“Já não tenho medo do vírus, tenho medo de perder a casa” – ouvia-se numa entrevista de uma rádio há dias. Como Raquel, há milhares de pessoas que têm o mesmo medo: com o fim das moratórias em setembro a crise na habitação vai ser tremenda.
Por causa da pandemia houve milhares de pessoas que perderam rendimento devido ao lay-off, perderam o trabalho ou perderam os seus negócios. Só em Lisboa, 150 mil pessoas viviam do turismo e desde há um ano não têm trabalho.
Mas, apesar do desemprego, apesar da perda de rendimentos, apesar dos alojamentos locais estarem sem turistas, apesar das centenas de hotéis desertos e à venda, apesar das lojas e restaurantes estarem a fechar, o preço das casas continua a subir. Parece impossível de explicar, mas as avaliações bancárias subiram 7% mesmo durante a pandemia.
Tudo se conjuga para que setembro seja catastrófico: as casas estão cada vez mais caras, as moratórias vão acabar e as famílias estão em dificuldades financeiras.
Ao contrário da direita, que continua a elogiar a lei das rendas que foi aprovada pelo governo PSD/CDS e não tem nenhuma proposta, toda a esquerda tem defendido que só habitação pública para as classes médias pode ajudar a regular o mercado de habitação. Afinal de contas, Portugal tem cerca de 2% de habitação pública, quando a média europeia é de 9%. Mas há diferenças que são importantes.
Em Lisboa, Fernando Medina tem defendido uma versão do Programa de Renda Acessível (PRA) com concessões aos privados, constituindo uma PPP – Parceria Pública Privada.
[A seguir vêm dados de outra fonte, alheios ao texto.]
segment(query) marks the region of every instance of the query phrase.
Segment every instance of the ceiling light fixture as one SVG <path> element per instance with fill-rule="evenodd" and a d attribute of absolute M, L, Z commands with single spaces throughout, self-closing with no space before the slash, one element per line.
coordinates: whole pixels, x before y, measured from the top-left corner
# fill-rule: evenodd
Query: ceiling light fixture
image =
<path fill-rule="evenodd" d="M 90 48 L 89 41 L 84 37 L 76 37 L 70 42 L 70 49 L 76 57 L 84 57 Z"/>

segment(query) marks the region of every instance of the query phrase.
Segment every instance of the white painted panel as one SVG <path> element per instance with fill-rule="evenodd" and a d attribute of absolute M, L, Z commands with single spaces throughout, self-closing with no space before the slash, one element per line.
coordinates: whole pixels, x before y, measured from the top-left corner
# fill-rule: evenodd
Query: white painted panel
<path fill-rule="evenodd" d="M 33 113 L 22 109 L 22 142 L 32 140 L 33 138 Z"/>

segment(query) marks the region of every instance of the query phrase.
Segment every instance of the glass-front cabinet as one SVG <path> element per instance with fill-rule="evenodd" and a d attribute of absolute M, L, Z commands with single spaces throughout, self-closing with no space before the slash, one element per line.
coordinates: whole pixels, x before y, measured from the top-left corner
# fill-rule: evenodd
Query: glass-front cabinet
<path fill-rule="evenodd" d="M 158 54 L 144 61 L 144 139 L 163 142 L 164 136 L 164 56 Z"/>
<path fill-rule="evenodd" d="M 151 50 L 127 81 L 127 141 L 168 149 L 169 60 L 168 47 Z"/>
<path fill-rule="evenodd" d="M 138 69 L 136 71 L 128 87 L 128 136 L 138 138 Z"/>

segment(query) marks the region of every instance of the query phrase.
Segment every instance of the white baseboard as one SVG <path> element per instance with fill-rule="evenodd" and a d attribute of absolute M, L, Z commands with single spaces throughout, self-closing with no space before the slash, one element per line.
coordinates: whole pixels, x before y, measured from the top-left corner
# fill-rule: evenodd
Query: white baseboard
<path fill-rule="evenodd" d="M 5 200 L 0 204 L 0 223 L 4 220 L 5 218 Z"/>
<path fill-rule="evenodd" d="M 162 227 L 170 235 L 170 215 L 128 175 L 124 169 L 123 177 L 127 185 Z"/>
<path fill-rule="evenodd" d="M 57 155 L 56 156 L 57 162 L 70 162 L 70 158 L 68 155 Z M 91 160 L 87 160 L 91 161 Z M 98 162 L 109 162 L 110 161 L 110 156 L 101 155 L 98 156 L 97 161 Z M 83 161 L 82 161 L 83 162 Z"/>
Este programa é um erro e é simples de explicar porquê: a câmara dá o terreno e os privados constroem e recolhem rendas acessíveis de 70% dessas casas, mas cerca de 30% ficam para o privado usar como quiser.
Na primeira versão do programa, os privados podiam até vender essas casas, mas depois das críticas – essencialmente do Bloco de Esquerda que sempre votou contra esta PPP – Medina alterou o programa e os privados ficam com 30% das casas para renda especulativa durante 90 anos.
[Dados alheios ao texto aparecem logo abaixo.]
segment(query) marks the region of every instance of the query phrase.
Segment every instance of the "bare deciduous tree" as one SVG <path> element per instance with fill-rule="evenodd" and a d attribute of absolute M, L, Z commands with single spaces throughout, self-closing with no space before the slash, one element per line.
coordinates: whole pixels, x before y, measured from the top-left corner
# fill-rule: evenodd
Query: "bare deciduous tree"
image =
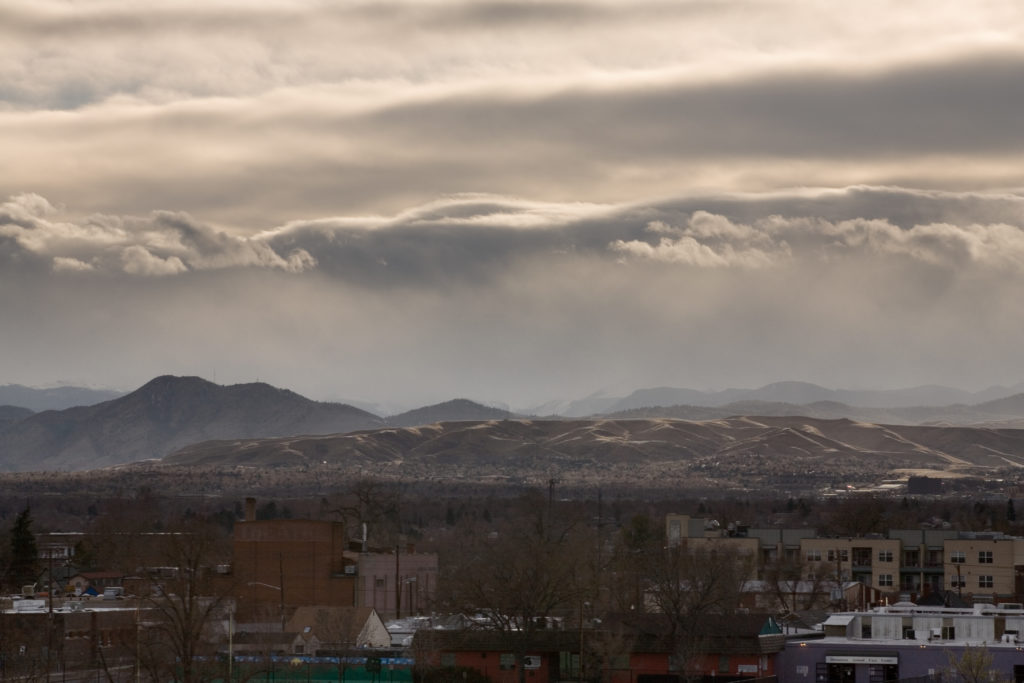
<path fill-rule="evenodd" d="M 535 523 L 464 540 L 440 599 L 450 609 L 483 617 L 501 634 L 525 680 L 525 655 L 550 617 L 575 614 L 588 587 L 586 554 L 591 539 L 572 525 L 548 523 L 539 505 Z"/>
<path fill-rule="evenodd" d="M 663 548 L 650 559 L 647 606 L 665 615 L 675 666 L 688 675 L 705 647 L 703 615 L 727 614 L 738 607 L 754 559 L 728 546 L 686 545 Z"/>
90 anos! A crise habitacional é agora e não faz sentido ter uma política que quer travar a especulação e que depois entrega casas para rendas especulativas. Provavelmente, só os nossos netos irão ver estas casas voltar ao uso público.
Só nas últimas semanas, foram aprovados programas de renda acessível versão PPP em Benfica, no Restelo, no Parque das Nações e no Paço da Rainha, em Lisboa, num total de cerca de 700 casas que se perdem para combater a crise na habitação.
Ora, há outro caminho: o programa de renda acessível 100% público, que, ao contrário da versão PPP, que não vai ter entregue nenhuma casa até ao final deste mandato, terá já entregues milhares de casas a lisboetas. Neste programa, que usou terrenos da autarquia, a compra de edifícios do estado central e algum património disperso da câmara, é a própria autarquia que constrói e aluga as casas às famílias de classe média.
Medina tem dito que Lisboa não tem dinheiro para tudo, mas num orçamento de mais de mil milhões de euros (o maior do país), com os financiamentos para a habitação a não contarem para os limites do endividamento e com os fundos europeus do Programa de Recuperação e Resiliência, não se trata de saber se não há dinheiro, mas antes se não há vontade política.
Em setembro, em plena campanha autárquica, vamos estar a braços com uma crise habitacional sem precedentes que o Governo PS não quis resolver (Portugal é dos países que menos investiu no combate à crise). A pergunta é se a maioria PS na câmara de Lisboa vai querer ter meios para resolver a crise na habitação ou se vai continuar a desperdiçar milhares de casas nas PPP da habitação.